About 820 million people are malnourished. The FAO and International Food Policy Research Institute released the report at the outset of a global conference aimed at speeding up efforts to achieve zero hunger around the world.
"The call for action is very clear. It is possible in our lifetime and it is also realistic to end hunger and malnutrition," Inonge Wina, vice president of Zambia, told the gathering.
Food security remains tenuous for many millions of people who lack access to affordable, adequately nourishing diets for a variety of reasons, the most common being poverty.
But it's also endangered by civil strife and other conflicts. In Yemen, where thousands of civilians have died in airstrikes by a Saudi-led coalition, the aid group Save the Children says 85,000 children younger than 5 may have died of hunger or disease in the civil war.
In Afghanistan, severe drought and conflict have displaced more than 250,000 people, according to UNHCR, the U.N. refugee agency.

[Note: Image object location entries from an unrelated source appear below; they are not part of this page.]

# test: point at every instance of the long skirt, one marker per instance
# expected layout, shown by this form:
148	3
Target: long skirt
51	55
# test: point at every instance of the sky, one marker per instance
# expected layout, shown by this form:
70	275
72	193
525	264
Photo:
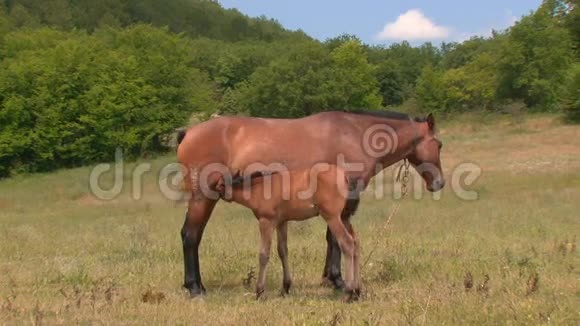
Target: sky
385	22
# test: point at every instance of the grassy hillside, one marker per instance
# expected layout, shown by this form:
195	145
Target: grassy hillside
66	257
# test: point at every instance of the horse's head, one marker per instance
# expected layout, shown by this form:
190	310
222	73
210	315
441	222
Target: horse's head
425	158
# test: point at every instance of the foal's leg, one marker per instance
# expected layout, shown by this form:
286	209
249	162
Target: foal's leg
283	253
198	213
347	246
356	263
332	265
266	230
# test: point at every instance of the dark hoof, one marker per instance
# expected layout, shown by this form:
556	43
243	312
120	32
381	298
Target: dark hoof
259	294
286	287
336	282
352	296
195	290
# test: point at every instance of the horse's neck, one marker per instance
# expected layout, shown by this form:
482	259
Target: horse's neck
407	133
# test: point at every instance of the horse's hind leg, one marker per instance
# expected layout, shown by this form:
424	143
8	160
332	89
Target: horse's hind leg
198	213
332	265
283	253
348	248
266	230
356	262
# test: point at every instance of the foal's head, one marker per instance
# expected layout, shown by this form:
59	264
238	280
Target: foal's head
426	155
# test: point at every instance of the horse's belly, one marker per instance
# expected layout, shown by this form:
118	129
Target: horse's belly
298	210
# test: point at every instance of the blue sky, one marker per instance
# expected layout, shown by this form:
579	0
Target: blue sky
384	22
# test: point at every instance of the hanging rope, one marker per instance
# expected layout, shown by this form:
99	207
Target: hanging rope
403	176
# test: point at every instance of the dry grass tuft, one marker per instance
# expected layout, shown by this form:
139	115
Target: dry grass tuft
153	297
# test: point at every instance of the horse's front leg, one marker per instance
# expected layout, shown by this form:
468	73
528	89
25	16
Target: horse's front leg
266	230
283	254
198	213
348	247
332	272
332	264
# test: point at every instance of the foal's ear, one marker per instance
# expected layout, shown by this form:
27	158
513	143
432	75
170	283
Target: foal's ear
430	121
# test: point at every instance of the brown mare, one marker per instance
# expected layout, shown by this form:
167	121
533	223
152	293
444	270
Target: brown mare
295	196
229	144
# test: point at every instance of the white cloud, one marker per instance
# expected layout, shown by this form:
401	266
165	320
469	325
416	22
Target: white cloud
507	21
413	25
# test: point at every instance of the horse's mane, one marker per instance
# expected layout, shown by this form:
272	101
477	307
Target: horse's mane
385	114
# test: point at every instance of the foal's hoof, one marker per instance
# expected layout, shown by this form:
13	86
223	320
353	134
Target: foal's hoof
352	296
260	294
286	287
195	292
336	283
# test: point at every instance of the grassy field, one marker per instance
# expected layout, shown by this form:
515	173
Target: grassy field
507	258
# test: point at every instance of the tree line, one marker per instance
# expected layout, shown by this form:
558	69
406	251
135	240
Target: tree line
79	78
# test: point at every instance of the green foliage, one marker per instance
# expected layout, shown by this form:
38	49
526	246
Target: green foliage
354	78
77	97
310	79
534	62
430	90
194	17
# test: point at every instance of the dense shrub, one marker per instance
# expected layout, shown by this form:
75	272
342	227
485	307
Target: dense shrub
71	98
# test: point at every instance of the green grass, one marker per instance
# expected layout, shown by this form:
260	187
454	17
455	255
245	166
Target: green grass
66	257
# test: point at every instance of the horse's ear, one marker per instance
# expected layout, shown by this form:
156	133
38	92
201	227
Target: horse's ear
430	121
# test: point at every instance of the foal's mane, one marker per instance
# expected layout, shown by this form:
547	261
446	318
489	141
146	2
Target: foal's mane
385	114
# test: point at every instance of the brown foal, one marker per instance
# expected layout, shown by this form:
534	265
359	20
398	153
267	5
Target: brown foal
297	195
238	143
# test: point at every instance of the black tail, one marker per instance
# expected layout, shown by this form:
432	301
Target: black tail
180	135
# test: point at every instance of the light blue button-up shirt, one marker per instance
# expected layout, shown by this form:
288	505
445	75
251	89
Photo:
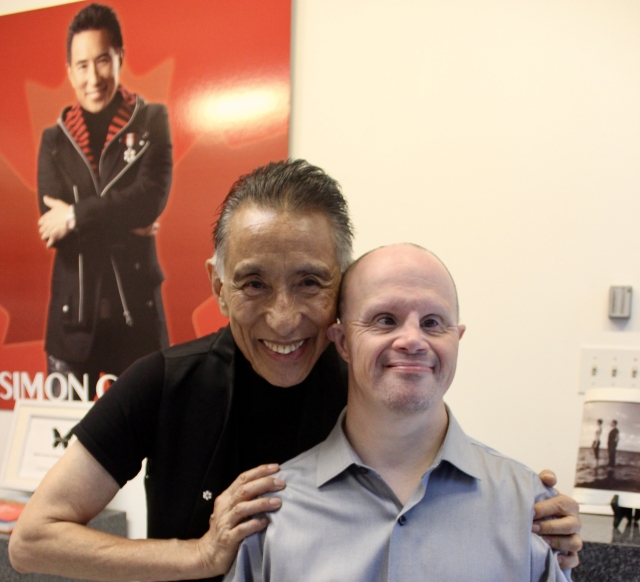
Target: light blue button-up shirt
468	520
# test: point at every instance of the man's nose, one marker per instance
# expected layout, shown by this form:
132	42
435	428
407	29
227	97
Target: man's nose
92	74
283	315
411	337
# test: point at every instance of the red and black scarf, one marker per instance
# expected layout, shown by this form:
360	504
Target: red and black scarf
74	122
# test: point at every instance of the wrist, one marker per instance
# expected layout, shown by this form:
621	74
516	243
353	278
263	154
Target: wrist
70	220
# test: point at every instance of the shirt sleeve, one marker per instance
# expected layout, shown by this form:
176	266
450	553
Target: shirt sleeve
249	563
119	430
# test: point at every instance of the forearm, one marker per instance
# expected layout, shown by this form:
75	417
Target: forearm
76	551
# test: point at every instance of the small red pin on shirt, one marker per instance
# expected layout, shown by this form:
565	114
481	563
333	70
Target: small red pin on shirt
129	153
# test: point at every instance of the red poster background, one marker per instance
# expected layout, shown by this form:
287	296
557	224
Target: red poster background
222	69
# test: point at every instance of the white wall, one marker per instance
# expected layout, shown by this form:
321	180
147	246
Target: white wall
505	136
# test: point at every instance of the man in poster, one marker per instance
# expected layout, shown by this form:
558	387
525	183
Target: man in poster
104	174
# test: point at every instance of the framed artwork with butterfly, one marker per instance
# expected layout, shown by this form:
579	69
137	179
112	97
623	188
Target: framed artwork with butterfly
40	433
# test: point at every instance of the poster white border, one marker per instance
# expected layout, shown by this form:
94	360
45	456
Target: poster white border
15	450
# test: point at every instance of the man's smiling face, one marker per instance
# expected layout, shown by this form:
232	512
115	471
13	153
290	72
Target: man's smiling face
399	330
94	69
279	290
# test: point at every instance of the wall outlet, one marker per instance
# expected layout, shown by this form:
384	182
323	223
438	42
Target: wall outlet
609	367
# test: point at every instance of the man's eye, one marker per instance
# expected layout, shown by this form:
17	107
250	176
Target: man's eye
253	287
310	282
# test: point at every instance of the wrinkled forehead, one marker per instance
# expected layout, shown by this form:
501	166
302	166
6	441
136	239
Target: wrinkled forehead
267	238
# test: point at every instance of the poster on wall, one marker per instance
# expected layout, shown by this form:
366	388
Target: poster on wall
115	154
609	454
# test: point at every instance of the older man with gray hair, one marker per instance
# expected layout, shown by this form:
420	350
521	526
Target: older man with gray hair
204	412
398	492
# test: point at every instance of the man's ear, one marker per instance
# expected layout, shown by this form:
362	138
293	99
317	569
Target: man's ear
336	334
216	286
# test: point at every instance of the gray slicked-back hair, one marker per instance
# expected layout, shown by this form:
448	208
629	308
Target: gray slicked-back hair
293	186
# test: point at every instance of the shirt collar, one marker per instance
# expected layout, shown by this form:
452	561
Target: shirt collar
336	454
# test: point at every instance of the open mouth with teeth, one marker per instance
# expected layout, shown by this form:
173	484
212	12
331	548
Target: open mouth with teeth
283	349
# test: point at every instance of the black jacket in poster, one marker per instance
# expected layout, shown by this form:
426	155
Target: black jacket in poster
129	191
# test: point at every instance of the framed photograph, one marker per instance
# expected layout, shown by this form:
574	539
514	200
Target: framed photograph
609	451
40	434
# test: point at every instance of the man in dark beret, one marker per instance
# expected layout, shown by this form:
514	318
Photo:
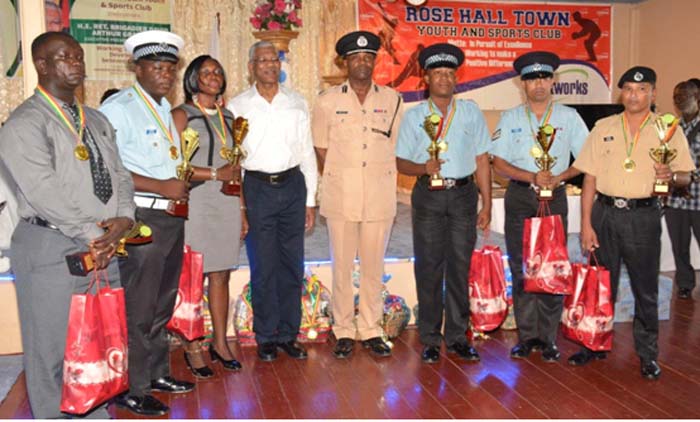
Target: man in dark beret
444	215
515	149
354	129
620	217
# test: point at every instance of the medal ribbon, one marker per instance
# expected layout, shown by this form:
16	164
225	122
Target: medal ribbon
444	128
220	130
68	121
625	127
547	116
154	114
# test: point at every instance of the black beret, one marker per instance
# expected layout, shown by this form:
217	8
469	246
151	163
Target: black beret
638	74
441	55
357	42
536	64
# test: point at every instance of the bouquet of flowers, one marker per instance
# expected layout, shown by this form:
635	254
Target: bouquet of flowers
274	15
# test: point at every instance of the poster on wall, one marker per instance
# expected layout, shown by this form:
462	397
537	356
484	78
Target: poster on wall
492	35
101	27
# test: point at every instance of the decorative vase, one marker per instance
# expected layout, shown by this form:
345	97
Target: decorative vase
280	38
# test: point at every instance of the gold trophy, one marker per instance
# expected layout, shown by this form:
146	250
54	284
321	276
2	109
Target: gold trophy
433	127
544	161
235	154
189	142
665	128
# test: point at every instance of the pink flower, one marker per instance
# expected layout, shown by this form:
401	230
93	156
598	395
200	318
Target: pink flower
274	26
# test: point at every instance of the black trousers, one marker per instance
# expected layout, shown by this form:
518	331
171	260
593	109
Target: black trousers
536	314
275	246
679	223
444	235
150	276
633	237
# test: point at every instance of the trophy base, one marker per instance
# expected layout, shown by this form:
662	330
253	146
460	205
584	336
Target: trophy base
437	184
80	264
545	195
231	189
178	209
661	189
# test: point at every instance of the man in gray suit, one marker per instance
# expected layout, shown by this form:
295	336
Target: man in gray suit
73	195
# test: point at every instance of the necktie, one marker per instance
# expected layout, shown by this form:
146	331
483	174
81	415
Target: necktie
101	180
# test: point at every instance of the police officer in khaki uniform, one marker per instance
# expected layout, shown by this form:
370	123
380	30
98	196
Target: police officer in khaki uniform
620	218
354	129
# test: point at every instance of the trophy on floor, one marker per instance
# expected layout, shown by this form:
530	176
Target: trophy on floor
544	161
433	127
234	155
81	263
189	142
665	126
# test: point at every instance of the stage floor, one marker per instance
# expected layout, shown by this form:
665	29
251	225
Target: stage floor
403	387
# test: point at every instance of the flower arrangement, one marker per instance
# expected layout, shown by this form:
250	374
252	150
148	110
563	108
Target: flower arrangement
273	15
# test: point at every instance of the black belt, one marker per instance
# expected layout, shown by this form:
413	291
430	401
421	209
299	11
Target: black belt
449	181
627	204
40	222
272	178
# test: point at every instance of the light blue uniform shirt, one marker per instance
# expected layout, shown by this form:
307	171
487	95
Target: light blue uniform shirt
143	147
467	137
513	138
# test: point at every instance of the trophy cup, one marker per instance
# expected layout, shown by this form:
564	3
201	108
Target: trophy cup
433	127
544	161
665	128
189	142
81	263
234	155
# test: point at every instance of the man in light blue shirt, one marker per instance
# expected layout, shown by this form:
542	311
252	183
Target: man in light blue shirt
514	151
444	215
150	148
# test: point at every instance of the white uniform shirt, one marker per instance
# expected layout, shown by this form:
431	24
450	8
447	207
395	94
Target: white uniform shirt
279	136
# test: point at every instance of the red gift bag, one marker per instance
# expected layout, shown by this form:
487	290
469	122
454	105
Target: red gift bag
545	258
588	313
95	358
488	304
188	318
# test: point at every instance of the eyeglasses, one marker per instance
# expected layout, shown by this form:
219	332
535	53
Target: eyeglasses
264	60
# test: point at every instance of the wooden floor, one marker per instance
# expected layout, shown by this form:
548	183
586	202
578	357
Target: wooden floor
403	387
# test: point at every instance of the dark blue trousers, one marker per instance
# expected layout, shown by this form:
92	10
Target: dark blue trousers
275	246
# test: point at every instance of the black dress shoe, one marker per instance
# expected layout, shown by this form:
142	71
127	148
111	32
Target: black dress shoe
229	365
464	351
171	385
146	405
203	372
293	349
521	350
267	351
431	354
343	348
651	370
550	353
377	346
584	355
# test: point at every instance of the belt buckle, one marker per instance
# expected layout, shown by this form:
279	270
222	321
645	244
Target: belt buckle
621	203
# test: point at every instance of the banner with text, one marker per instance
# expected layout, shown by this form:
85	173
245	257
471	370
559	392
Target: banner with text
101	27
492	35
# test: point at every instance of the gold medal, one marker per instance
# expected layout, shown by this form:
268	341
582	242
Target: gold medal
81	152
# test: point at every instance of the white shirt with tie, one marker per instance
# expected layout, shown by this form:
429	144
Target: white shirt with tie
279	136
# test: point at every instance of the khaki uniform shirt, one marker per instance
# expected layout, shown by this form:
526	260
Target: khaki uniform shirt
359	176
604	152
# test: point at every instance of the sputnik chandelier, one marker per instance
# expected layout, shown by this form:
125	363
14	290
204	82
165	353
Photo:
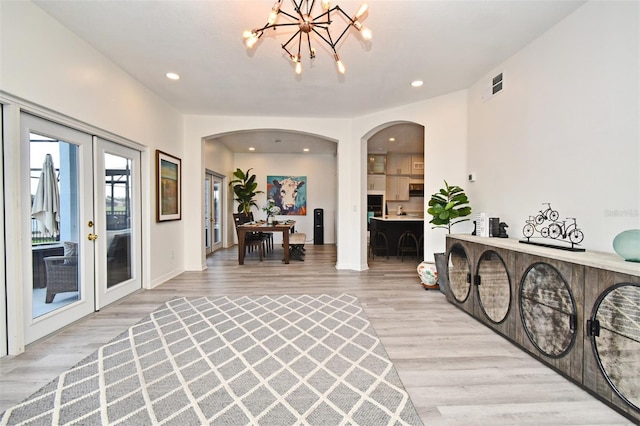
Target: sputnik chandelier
307	25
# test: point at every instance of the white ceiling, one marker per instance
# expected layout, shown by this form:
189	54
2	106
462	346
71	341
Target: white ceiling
449	44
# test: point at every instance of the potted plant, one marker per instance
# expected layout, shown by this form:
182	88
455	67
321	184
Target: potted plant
447	207
244	187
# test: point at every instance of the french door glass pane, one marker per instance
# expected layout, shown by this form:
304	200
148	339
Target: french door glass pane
54	223
217	220
118	218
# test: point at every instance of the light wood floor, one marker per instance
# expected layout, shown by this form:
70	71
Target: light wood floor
457	371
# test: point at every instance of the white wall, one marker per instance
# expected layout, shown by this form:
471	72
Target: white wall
321	186
47	65
565	130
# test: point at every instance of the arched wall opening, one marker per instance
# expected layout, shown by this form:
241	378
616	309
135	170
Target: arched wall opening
278	152
397	138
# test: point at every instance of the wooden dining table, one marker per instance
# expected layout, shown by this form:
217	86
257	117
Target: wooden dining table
286	227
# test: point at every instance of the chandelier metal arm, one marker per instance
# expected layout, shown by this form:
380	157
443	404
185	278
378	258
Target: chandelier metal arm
328	41
352	23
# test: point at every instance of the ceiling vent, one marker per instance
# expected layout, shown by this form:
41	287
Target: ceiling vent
494	87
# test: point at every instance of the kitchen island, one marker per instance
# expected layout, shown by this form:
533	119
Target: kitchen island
393	226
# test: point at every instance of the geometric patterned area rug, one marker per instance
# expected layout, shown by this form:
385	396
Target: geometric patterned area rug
250	360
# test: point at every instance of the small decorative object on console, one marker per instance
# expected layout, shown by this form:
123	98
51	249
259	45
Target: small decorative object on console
271	209
502	233
428	275
546	223
627	245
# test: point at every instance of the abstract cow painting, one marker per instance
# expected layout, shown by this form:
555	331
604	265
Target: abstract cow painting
289	193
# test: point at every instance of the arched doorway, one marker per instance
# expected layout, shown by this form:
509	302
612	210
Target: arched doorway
394	174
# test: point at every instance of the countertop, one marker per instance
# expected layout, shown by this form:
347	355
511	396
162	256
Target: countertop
610	261
395	218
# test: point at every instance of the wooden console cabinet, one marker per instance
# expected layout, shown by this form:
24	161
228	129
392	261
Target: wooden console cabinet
577	312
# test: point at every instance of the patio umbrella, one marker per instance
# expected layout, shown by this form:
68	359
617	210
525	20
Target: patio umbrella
46	203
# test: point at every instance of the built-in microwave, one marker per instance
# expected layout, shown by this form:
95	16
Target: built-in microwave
416	190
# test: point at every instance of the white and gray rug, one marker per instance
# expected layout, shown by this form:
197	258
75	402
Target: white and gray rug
251	360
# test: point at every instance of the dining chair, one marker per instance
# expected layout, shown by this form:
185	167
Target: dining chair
251	239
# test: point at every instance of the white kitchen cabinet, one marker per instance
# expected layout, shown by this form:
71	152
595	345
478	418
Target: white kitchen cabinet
399	164
417	165
376	164
376	182
397	188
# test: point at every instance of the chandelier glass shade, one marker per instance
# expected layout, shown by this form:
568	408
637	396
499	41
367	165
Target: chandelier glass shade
322	25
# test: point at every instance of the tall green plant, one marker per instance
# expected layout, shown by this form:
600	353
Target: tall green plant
448	207
244	187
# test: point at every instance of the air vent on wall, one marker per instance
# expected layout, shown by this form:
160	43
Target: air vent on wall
493	88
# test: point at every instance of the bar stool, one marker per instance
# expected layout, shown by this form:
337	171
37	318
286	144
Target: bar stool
408	243
379	241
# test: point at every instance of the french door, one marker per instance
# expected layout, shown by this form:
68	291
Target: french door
117	208
81	213
213	212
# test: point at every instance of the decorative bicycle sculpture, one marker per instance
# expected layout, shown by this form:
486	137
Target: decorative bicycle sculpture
546	223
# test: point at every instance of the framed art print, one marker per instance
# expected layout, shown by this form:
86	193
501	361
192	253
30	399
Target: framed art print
169	187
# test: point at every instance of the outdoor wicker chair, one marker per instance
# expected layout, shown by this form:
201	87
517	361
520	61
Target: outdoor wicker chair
62	272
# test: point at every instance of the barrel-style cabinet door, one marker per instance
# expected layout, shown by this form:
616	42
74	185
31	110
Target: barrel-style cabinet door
495	291
612	367
550	300
459	276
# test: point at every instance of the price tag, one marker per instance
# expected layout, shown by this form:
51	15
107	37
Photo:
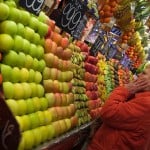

FAO Director-General Jose Graziano da Silva noted that the number of hungry and malnourished people in the world has risen to levels last seen a decade ago.
"After decades of gains in fighting hunger, this is a serious setback and FAO and the U.N. sister agencies, together with member governments and other partners, are all very concerned," Graziano da Silva said in a videotaped address to the conference.
Hunger is still most severe in Africa, but the largest number of undernourished people live in the Asia-Pacific region, the report said. It said good public policies and technology are the keys to improving the situation.
The FAO estimates that global demand for food will jump by half from 2013 to 2050. Farmers can expand land use to help make up some of the difference, but that option is constrained in places like Asia and the Pacific and urbanization is eating up still more land that once may have been used for agriculture.
Increasing farm output beyond sustainable levels can cause permanent damage to ecosystems, the report said, noting that it often causes soil erosion, pollution with plastic mulching, pesticides and fertilizers, and a loss of biodiversity.
China destroys 12 million tons of tainted grain each year, at a loss of nearly $2.6 billion, according to the report.